Hello (Again), Blog?

Okay, this thing didn’t get a whole lot of use after those NVME posts.

Let’s update it to a new, simpler, completely javascript free theme, so it won’t unexpectedly consume 100% cpu in peoples’ browsers (sorry, people!).

It’s a year later and I still blame Joe.

Zero to Driver: Continued

Over the weekend I kept tinkering with this NVME driver, because sometimes I am not good at work/life balance.

Tidying up and an optimization

Removed the no-longer-used nvme_io_txn() and dependencies on the hexdump utility library, leftover from early tests. Adjusted completion queue processing to only ring the doorbell that tells the hardware that the queue tail has advanced after draining the queue (thank you, Doug Gale, for pointing out this inefficiency in a comment on the CL).

Display more information, tidy the code that does it

NVME controllers are very flexible and I’m dumping a bunch of information about how whatever controller the driver is talking to is configured. Now we dump even more, but tidy the code that does it up a bit, adjust the formatting to be a bit more consistent, and prepare to stash some of that information in the driver’s nvme_device_t structure so we can reference it from code that may want to take advantage of optional features in the future:

Here’s some typical output from the driver, for a Crucial M.2 NVME SSD:

nvme: version 1.2.0
nvme: page size: (MPSMIN): 4096 (MPSMAX): 4096
nvme: doorbell stride: 4
nvme: timeout: 65536 ms
nvme: boot partition support (BPS): N
nvme: supports NVM command set (CSS:NVM): Y
nvme: subsystem reset supported (NSSRS): N
nvme: weighted-round-robin (AMS:WRR): Y
nvme: vendor-specific arbitration (AMS:VS): N
nvme: contiquous queues required (CQR): Y
nvme: maximum queue entries supported (MQES): 65536
nvme: model:         'Force MP500'
nvme: serial number: '17457994000122410152'
nvme: firmware:      'E7FM04.5'
nvme: max outstanding commands: 0
nvme: max namespaces: 1
nvme: scatter gather lists (SGL): N 00000000
nvme: max data transfer: 2097152 bytes
nvme: sanitize caps: 0
nvme: abort command limit (ACL): 4
nvme: asynch event req limit (AERL): 4
nvme: firmware: slots: 1 reset: Y slot1ro: N
nvme: host buffer: min/preferred: 0/0 pages
nvme: capacity: total/unalloc: 0/0
nvme: volatile write cache (VWC): Y
nvme: atomic write unit (AWUN)/(AWUPF): 256/1 blks
nvme: feature: FORMAT_NVM
nvme: feature: SECURITY_SEND_RECV
nvme: feature: SAVE_SELECT_NONZERO
nvme: ns: atomic write unit (AWUN)/(AWUPF): 256/1 blks
nvme: ns: NABSN/NABO/NABSPF/NOIOB: 255/0/0/0
nvme: ns: LBA FMT 00: RP=1 LBADS=2^9b MS=0b
nvme: ns: LBA FMT 01: RP=0 LBADS=2^12b MS=0b
nvme: ns: LBA FMT #0 active
nvme: ns: data protection: caps/set: 0x00/0
nvme: ns: size/cap/util: 234441648/234441648/234441648 blks

Later this will be much reduced and only displayed if verbose debug chatter is requested.

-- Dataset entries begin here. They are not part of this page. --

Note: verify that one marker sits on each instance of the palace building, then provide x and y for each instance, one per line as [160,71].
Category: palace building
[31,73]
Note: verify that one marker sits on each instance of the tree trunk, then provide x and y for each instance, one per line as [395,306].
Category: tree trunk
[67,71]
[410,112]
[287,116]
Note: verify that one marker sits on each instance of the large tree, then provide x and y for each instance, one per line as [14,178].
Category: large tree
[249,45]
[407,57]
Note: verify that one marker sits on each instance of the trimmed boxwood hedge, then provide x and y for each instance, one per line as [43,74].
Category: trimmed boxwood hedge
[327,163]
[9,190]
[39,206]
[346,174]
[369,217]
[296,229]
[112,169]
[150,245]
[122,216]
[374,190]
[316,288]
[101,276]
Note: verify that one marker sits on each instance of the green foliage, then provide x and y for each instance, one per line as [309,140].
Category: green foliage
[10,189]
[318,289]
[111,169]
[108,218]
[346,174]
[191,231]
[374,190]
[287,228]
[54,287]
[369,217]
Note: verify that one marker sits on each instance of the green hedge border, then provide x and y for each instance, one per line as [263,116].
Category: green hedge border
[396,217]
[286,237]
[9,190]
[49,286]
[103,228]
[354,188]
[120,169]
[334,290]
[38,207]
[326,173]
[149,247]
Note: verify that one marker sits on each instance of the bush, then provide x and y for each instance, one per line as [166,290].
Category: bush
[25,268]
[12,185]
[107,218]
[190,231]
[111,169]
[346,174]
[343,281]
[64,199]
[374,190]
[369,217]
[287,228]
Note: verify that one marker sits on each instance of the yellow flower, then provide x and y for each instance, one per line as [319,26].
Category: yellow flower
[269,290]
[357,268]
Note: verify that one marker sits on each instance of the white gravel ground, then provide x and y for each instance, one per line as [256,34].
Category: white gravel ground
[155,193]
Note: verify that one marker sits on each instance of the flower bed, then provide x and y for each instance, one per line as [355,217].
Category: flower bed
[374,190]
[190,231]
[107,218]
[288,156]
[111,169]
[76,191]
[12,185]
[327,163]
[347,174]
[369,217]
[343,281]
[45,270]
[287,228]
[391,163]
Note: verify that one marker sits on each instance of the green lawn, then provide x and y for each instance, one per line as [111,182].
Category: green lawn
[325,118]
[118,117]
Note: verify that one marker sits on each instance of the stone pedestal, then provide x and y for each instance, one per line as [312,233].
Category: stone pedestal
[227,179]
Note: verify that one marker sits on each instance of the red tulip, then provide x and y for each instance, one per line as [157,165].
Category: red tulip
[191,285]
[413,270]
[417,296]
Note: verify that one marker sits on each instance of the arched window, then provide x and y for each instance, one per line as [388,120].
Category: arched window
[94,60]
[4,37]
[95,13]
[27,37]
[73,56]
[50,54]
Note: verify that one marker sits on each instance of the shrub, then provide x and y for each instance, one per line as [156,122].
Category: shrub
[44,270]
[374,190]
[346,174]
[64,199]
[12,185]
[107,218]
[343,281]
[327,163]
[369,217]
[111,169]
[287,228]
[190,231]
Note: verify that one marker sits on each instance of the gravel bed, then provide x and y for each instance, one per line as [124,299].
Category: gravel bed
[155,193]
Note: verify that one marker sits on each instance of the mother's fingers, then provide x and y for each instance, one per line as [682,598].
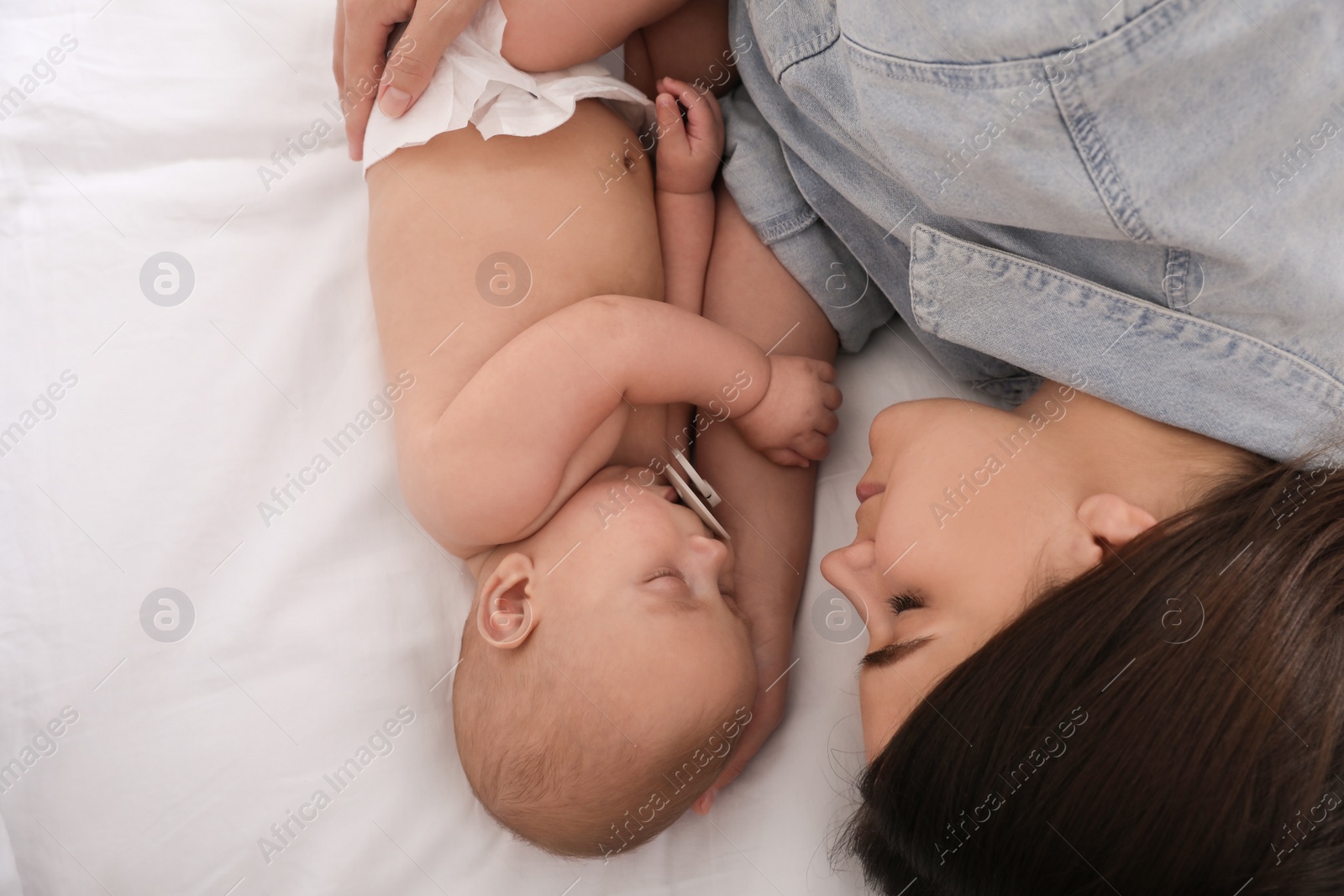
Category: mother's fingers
[433,26]
[363,38]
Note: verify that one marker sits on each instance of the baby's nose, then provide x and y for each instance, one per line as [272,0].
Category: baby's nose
[712,550]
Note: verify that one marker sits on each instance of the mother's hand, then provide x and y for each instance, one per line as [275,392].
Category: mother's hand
[360,55]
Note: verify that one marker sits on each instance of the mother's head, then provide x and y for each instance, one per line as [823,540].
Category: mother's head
[1106,656]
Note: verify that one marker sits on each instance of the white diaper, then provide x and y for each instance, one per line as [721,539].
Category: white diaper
[474,83]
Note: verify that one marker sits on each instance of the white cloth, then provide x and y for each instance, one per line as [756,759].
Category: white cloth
[474,83]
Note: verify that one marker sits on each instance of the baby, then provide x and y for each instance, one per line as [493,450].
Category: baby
[557,342]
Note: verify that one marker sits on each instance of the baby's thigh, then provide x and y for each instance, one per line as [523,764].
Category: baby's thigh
[748,291]
[544,35]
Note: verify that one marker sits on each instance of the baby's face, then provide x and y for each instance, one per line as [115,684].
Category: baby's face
[638,595]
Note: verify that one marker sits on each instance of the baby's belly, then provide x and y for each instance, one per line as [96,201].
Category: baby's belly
[480,239]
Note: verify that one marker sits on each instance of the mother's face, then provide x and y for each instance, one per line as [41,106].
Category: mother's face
[964,512]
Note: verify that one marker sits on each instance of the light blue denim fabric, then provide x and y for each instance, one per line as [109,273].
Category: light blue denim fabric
[1144,199]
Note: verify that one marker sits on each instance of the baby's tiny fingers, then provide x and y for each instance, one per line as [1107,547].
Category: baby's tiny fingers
[815,446]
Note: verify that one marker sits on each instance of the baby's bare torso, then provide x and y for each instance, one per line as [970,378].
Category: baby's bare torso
[480,239]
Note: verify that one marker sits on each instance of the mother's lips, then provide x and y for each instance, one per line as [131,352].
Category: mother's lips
[869,490]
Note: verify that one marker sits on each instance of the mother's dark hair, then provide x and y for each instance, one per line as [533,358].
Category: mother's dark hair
[1171,721]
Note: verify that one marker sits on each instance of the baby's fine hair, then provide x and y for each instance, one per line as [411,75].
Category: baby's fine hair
[553,768]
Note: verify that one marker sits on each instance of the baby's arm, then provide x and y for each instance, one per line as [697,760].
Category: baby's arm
[766,508]
[519,436]
[689,159]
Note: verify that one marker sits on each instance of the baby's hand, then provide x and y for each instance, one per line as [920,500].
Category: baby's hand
[792,422]
[689,152]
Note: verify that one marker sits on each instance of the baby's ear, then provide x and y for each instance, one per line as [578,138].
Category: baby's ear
[504,614]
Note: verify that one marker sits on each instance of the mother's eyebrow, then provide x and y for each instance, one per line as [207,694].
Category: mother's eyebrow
[893,652]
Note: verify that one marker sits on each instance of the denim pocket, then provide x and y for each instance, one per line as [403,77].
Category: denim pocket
[991,141]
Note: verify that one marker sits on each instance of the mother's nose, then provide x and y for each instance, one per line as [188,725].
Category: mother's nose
[850,567]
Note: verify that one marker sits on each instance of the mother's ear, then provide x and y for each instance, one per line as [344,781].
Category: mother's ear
[504,614]
[1115,520]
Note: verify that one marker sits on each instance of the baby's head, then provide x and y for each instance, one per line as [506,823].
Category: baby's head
[605,671]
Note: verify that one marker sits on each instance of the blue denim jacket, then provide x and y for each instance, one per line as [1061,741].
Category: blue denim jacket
[1142,197]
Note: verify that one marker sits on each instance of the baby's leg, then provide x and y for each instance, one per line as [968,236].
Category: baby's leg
[543,35]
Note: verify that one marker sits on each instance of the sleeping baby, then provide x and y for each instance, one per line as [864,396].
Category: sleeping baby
[557,344]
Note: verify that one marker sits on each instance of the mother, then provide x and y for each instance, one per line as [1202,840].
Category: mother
[1106,626]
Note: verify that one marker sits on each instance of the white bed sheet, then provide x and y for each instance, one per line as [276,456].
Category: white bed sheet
[313,626]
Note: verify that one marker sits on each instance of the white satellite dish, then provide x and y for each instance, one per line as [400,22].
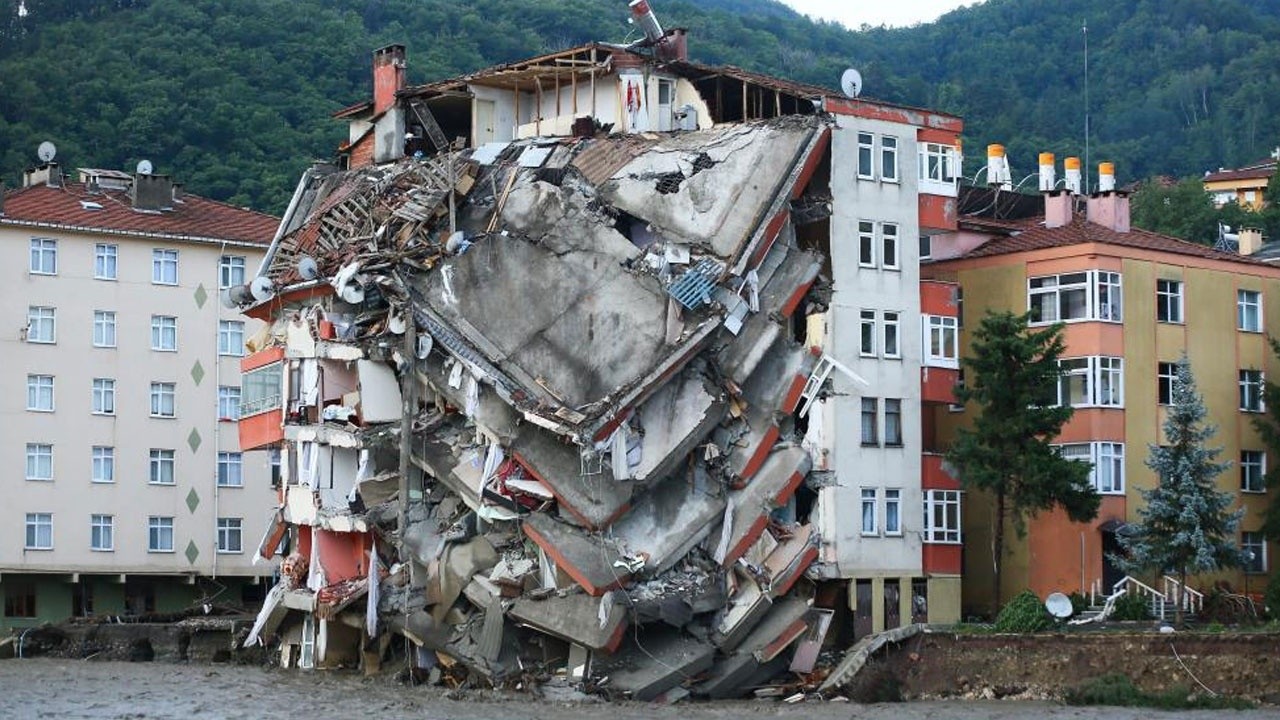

Some cleanup, make Plextor devices work

Added code to cancel in-flight transactions when the driver shuts down in nvme_release(). Added some (disabled) code to do a SHUTDOWN operation before RESET – a Plextor SSD was erroring out when configuring the IO completion queue and my initial theory was maybe it didn’t like the abrupt reset. Turned out I was erroneously setting the namespace ID in the CREATE QUEUE command – neither Qemu, nor 6 other different NVME controllers cared about this, but the Plextor controller is more particular about spec adherence here!

So this change also tidies up the various setup commands and leaves the namespace ID as 0 for the several commands where it should be zero.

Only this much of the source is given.